Pergerakan positif ini sejalan dengan performa rupiah di pasar spot. Pada penutupan perdagangan Selasa, rupiah spot berada di level Rp 16.657 per dolar AS, juga menguat 0,25% dari Rp 16.699 per dolar AS pada hari sebelumnya.
Sentimen positif terhadap rupiah ini sejalan dengan tren penguatan yang terjadi di sebagian besar mata uang Asia terhadap dolar AS pada sore hari. Won Korea memimpin penguatan dengan kenaikan sebesar 0,45%, diikuti oleh rupiah dengan penguatan 0,25%. Mata uang lain yang juga menguat adalah baht Thailand (0,16%), yen Jepang (0,14%), dolar Singapura (0,14%), yuan China (0,11%), dolar Hong Kong (0,08%), ringgit Malaysia (0,07%), dan dolar Taiwan (0,003%).
Rupiah Spot Ditutup Menguat 0,25% ke Rp 16.657 per Dolar AS pada Selasa (25/11/2025)
Namun, tidak semua mata uang Asia bernasib sama. Peso Filipina dan rupee India justru mengalami pelemahan terhadap dolar AS, masing-masing sebesar 0,06% dan 0,003%.
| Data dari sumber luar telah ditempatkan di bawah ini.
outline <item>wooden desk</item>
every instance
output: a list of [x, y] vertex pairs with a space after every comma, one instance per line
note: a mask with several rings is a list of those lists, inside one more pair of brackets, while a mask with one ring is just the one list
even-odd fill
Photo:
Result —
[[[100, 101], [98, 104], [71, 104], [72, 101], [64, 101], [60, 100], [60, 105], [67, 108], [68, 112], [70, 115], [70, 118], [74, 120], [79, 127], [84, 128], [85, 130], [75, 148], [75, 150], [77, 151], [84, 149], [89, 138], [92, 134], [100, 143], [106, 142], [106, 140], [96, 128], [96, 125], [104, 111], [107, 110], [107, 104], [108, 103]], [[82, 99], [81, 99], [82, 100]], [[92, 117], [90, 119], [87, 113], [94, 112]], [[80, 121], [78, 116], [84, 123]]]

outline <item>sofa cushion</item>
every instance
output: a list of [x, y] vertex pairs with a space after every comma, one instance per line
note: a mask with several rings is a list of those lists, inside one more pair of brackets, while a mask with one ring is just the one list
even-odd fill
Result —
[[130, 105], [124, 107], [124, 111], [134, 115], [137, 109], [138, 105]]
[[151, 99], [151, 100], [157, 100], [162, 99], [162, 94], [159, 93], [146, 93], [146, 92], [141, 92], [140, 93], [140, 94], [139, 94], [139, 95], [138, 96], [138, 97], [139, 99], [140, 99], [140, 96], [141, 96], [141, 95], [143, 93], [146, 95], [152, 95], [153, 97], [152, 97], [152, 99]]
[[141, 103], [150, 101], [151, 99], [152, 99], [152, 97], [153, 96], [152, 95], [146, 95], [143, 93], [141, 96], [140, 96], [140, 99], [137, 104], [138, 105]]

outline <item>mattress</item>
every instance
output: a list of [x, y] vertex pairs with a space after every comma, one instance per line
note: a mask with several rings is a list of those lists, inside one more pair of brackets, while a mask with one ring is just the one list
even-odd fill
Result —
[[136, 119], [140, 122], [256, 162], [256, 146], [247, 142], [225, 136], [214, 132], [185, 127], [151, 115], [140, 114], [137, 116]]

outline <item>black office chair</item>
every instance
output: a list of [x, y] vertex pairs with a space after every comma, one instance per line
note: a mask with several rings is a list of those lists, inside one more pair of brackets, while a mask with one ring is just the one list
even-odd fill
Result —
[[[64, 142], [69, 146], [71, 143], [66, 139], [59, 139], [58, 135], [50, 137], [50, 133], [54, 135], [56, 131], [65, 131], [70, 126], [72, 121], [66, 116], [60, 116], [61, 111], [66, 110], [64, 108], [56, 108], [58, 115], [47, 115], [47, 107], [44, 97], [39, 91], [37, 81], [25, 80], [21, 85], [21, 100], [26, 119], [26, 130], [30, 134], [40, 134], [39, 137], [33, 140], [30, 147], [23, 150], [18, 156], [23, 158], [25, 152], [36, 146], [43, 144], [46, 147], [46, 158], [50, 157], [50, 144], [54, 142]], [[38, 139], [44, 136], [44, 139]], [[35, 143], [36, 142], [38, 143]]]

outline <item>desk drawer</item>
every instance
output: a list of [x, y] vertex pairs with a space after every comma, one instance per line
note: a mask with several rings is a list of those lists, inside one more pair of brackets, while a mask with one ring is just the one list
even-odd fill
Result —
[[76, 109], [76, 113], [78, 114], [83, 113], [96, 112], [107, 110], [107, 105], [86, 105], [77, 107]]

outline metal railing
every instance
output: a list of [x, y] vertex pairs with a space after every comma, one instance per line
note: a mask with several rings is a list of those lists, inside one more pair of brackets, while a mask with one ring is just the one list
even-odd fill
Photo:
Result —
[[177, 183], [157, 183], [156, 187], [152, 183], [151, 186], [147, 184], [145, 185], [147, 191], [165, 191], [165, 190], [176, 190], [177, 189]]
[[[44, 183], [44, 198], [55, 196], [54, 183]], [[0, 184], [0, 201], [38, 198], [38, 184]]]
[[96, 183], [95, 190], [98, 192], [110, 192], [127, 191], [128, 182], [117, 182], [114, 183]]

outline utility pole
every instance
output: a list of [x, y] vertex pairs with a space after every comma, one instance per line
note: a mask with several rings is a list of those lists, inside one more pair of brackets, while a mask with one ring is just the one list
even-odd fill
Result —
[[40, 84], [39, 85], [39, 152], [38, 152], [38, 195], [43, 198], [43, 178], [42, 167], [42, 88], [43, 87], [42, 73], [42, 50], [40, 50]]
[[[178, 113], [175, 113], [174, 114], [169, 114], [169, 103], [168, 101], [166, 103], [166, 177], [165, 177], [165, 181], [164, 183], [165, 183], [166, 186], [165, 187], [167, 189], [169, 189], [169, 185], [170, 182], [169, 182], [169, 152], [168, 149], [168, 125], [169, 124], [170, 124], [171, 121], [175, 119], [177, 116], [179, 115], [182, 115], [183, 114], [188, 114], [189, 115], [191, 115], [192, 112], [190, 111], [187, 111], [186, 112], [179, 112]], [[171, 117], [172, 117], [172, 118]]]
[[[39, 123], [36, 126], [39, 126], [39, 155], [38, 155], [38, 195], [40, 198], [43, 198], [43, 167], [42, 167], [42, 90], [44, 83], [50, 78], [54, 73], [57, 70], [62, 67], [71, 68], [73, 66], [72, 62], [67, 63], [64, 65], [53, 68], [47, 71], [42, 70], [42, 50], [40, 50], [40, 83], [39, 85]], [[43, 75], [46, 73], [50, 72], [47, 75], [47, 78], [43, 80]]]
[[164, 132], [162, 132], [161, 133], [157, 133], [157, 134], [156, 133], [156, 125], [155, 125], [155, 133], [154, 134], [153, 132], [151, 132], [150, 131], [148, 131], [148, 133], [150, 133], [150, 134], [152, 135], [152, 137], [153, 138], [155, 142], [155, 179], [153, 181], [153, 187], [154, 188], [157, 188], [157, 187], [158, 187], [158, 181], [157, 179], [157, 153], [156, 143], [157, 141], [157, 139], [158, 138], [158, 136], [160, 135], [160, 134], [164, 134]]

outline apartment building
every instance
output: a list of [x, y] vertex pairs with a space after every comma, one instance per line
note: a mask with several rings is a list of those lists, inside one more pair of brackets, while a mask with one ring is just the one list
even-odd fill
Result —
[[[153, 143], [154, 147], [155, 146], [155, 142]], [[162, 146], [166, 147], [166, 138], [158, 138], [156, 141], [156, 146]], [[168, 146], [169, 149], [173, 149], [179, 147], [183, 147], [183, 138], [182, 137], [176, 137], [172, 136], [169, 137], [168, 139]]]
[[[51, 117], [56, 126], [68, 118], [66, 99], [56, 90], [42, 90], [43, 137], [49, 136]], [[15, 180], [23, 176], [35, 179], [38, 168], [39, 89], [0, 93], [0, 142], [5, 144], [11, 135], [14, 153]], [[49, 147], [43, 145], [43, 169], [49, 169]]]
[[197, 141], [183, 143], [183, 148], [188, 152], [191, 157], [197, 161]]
Sementara itu, indeks dolar yang menjadi tolok ukur nilai tukar dolar AS terhadap mata uang utama dunia, berada di level 100,15. Angka ini menunjukkan kenaikan tipis dari hari sebelumnya yang berada di 100,14, mengindikasikan bahwa penguatan rupiah terjadi di tengah penguatan tipis indeks dolar AS.
Ringkasan
Pada tanggal 25 November 2025, nilai tukar rupiah menunjukkan penguatan. Data Jisdor Bank Indonesia mencatat rupiah berada di level Rp 16.667 per dolar AS, menguat 0,25% dibandingkan hari sebelumnya. Penguatan ini juga terlihat di pasar spot, dengan rupiah ditutup pada level Rp 16.657 per dolar AS.
Penguatan rupiah sejalan dengan tren positif di sebagian besar mata uang Asia terhadap dolar AS. Sementara itu, indeks dolar menunjukkan kenaikan tipis, mengindikasikan penguatan rupiah terjadi di tengah kondisi dolar yang relatif stabil.